In the embodiment of the invention, the independent variables used for evaluating the target variable are obtained, wherein the target variable corresponds to one or more independent variables; evaluating the linear relation between the independent variable and the target variable by using a preset Pearson correlation coefficient model, and determining the linear correlation degree; under the condition that the target variable corresponds to a plurality of independent variables with linear correlation degrees higher than a preset correlation degree threshold value, the independent variable with the highest linear correlation degree is selected as a sample variable of the target variable, wherein the sample variable and the target variable are used as training data of a training target prediction model, and the target prediction model is used for analyzing the independent variables to determine the prediction variables, so that the purpose of screening the independent variables is achieved, the data volume of the training data required by the training of the training target prediction model is reduced, the technical effect of improving the training efficiency of the target prediction model is achieved, and the technical problem that the efficiency of determining the portrait of the consumer is low due to the fact that the independent variables for determining the portrait of the consumer cannot be screened is solved.

Drawings

The accompanying drawings, which are included to provide a further understanding of the invention and are incorporated in and constitute a part of this application, illustrate embodiment(s) of the invention and together with the description serve to explain the invention without limiting the invention.
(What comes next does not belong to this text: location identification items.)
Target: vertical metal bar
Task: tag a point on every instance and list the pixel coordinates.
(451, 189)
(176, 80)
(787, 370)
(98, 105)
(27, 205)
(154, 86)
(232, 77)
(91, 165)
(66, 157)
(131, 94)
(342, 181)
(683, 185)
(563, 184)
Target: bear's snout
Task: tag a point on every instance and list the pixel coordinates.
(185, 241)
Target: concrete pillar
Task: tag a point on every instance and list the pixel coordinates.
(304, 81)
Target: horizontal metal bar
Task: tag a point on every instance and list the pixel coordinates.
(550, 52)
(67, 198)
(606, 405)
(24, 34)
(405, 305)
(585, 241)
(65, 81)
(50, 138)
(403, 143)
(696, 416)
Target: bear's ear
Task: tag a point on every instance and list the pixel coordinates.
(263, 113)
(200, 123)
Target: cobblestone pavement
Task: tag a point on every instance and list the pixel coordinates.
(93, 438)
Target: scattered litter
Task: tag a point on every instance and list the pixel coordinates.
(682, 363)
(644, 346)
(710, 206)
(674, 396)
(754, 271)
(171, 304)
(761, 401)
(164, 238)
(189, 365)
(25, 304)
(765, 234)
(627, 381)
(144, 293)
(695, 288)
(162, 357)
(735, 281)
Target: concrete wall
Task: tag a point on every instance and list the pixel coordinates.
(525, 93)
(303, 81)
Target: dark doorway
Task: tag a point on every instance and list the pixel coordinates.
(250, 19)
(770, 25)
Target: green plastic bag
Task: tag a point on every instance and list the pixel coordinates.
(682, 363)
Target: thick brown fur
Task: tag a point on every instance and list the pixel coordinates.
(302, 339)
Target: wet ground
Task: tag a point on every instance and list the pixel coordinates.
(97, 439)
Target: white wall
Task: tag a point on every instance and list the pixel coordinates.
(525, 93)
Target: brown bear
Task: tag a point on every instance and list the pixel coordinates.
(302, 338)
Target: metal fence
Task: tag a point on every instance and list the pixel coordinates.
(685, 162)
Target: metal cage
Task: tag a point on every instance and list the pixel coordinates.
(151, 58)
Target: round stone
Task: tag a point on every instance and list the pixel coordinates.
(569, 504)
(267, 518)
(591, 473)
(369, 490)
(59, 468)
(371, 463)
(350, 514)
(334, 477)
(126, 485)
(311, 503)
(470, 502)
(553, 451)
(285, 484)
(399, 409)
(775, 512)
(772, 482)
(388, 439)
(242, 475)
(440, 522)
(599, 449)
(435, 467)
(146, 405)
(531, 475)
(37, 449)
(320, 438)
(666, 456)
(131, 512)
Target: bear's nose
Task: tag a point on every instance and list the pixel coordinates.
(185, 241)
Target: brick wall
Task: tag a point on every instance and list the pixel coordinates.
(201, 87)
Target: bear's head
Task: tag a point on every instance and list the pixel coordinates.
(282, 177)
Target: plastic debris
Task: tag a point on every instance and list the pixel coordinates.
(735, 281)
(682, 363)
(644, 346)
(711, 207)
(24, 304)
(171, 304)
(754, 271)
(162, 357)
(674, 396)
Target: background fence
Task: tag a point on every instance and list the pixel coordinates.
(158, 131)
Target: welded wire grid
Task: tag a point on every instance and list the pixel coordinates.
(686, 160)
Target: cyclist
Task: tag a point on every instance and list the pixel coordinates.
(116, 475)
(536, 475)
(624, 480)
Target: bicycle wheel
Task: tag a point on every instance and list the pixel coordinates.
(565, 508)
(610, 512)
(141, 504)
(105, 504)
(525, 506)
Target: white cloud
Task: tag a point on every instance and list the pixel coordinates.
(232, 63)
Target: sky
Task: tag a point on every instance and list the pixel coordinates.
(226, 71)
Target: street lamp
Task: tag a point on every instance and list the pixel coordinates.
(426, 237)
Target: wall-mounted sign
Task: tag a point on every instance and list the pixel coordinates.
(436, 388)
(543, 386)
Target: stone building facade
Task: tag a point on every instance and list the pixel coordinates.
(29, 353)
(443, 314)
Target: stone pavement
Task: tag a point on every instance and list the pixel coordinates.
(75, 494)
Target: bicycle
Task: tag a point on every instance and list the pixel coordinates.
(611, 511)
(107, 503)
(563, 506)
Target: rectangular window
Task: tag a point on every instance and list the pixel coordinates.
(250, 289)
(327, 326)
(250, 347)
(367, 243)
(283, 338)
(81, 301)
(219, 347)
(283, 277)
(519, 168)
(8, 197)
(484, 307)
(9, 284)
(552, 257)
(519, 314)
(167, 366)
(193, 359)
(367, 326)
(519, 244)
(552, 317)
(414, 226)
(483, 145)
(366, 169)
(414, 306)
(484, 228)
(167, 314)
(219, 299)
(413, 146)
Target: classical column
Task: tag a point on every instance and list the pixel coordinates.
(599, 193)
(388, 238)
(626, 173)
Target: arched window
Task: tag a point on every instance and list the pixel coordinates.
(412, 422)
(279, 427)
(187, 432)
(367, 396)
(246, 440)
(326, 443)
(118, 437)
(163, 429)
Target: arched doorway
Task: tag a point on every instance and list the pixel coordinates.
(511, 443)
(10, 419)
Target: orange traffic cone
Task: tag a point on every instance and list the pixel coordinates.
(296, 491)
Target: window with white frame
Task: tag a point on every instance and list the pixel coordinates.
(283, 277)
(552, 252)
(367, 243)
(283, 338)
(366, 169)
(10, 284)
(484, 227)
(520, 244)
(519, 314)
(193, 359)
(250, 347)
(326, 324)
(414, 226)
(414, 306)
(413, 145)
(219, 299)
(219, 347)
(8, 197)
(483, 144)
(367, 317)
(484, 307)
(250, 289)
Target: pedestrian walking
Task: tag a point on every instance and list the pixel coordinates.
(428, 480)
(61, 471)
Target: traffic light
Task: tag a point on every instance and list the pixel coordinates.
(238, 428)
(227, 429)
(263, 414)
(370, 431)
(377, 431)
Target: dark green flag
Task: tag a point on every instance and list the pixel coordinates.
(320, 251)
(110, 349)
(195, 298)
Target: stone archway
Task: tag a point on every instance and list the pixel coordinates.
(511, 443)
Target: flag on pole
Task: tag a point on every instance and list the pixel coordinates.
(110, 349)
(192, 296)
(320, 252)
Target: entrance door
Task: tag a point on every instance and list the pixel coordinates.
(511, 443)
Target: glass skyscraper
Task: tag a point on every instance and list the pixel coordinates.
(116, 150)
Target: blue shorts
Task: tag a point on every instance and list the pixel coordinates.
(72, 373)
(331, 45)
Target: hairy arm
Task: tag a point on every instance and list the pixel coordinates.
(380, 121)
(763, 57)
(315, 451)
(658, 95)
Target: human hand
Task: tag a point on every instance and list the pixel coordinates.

In the drawings:

FIG. 1 is a flow diagram of a variable screening method according to an embodiment of the present invention;

FIG. 2 is a schematic diagram of a variable screening apparatus according to an embodiment of the present invention;

fig. 3 is a block diagram of a computer terminal according to an embodiment of the present invention.

Detailed Description

In order to make the technical solutions of the present invention better understood, the technical solutions in the embodiments of the present invention will be clearly and completely described below with reference to the drawings in the embodiments of the present invention, and it is obvious that the described embodiments are only a part of the embodiments of the present invention, and not all of the embodiments. All other embodiments, which can be derived by a person skilled in the art from the embodiments given herein without making any creative effort, shall fall within the protection scope of the present invention.

It should be noted that the terms "first," "second," and the like in the description and claims of the present invention and in the drawings described above are used for distinguishing between similar elements and not necessarily for describing a particular sequential or chronological order. It is to be understood that the data so used is interchangeable under appropriate circumstances such that the embodiments of the invention described herein are capable of operation in other sequences than those illustrated or described herein. Furthermore, the terms "comprises," "comprising," and "having," and any variations thereof, are intended to cover a non-exclusive inclusion, such that a process, method, system, article, or apparatus that comprises a list of steps or elements is not necessarily limited to those steps or elements expressly listed, but may include other steps or elements not expressly listed or inherent to such process, method, article, or apparatus.

In accordance with an embodiment of the present invention, there is provided a variable screening method embodiment, it being noted that the steps illustrated in the flowchart of the figure may be performed in a computer system such as a set of computer-executable instructions, and that, although a logical order is illustrated in the flowchart, in some cases, the steps illustrated or described may be performed in an order different than presented herein.

Fig. 1 is a flowchart of a variable screening method according to an embodiment of the present invention, as shown in fig. 1, the method including the steps of:

step S102, obtaining independent variables for evaluating target variables, wherein the target variables correspond to one or more independent variables;

step S104, evaluating the linear relation between the independent variable and the target variable by using a preset Pearson correlation coefficient model, and determining the linear correlation degree;

and S106, under the condition that the target variable corresponds to a plurality of independent variables of which the linear correlation degrees are higher than a preset correlation degree threshold value, selecting the independent variable with the highest linear correlation degree as a sample variable of the target variable, wherein the sample variable and the target variable are used as training data for training a target prediction model, and the target prediction model is used for analyzing the independent variables to determine the prediction variables.

The variable screening method can be used in an electronic commerce environment, and the consumer portrait is used for representing the consumption behavior of the user in the electronic shopping process.

In the above step S102, the target variable may indicate "whether the user purchases a certain product", and the argument may indicate "history browsing record of the user" or "history purchasing record of the user".

For example, if the user browses a certain product for a plurality of times, it indicates that the user has an intention to purchase the product, and therefore, the number of times the user browses the certain product is used as an argument, and whether the user purchases the product is used as a target variable, i.e., whether the user purchases the product can be predicted according to the number of times the user browses the certain product.

For another example, if the user browses a certain product for a long time, it indicates that the user has an intention to purchase the product, so that the browsing time of the user browsing the certain product is used as an argument, and whether the user purchases the product is used as a target variable, i.e., whether the user purchases the product can be predicted according to the browsing time of the user browsing the certain product.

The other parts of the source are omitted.